I always have an opinion. Well, during the course of doing this interview series, related questions have come up fairly frequently, and I have generally been somewhat surprised that the people I’ve spoken to have tended to be tended to downplay that and say, look, it’s just not really a concern. And they’ve given a very optimistic view. And these are people that I have a very high level of respect for. I choose my guests carefully.

So yeah, I have harbored some sort of robotic doomsday concerns. I read Isaac Asimov as a kid.

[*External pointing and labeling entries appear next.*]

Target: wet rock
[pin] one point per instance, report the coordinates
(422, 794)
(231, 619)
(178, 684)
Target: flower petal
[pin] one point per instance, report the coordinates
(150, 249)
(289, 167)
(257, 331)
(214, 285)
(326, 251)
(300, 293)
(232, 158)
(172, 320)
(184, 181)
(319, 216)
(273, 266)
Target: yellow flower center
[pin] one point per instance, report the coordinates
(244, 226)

It was his books were always this, there was always this theme running through thereof, having guardrails to keep robots in service of humanity and finding interesting ways for those guardrails to break down and yeah. The experience of reading those things is still with me. I can’t help but look at this and think Isaac Asimov might have been right on the money writing these things, probably in, I think, late 40s or even 1950s. The scenarios he imagined were remarkably close to where we find ourselves today or where we might find ourselves in the near future.

So yeah, I probably harbor greater levels of concern than most of the people I’ve spoken to. I see scenarios where technology is always going to take instructions literally, I guess. And when you do take things literally, all kinds of bad things can happen. People write good laws with good intentions, and then you find ludicrous instances where judges are forced to treat the law as it’s written, and as it’s written nobody foresaw the situation and it’s being literally interpreted and the outcome is not what the lawmakers had in mind.

I won’t dive into US politics and things related to that, but yeah, I’m sorry, long answer, but yes, I think that, I think it would be naive of us to not keep this somewhat front of mind. I certainly don’t want to stop progress. I love all the upside of what we’re seeing. And I think that the upside can continue to dominate. But, yes, we should be cautious. And I’m a risk taker by nature, by the way. So it’s something else for me to say. We should be cautious.

MEETA:

That’s perfect. The outcome may not be as dramatic as being pointed out, but there is a risk, that’s what we need to acknowledge.

PHIL:

Well, Meeta, thank you so much for joining us today. It’s been great to speak with you. I’m sorry that we actually missed the opportunity to work together six or seven years ago when we nearly overlapped. And I hope we’ll interact together in the future. But thanks again for doing the interview.

MEETA:

Me too, me too. I really enjoyed speaking with you and I’m glad that you have invited me.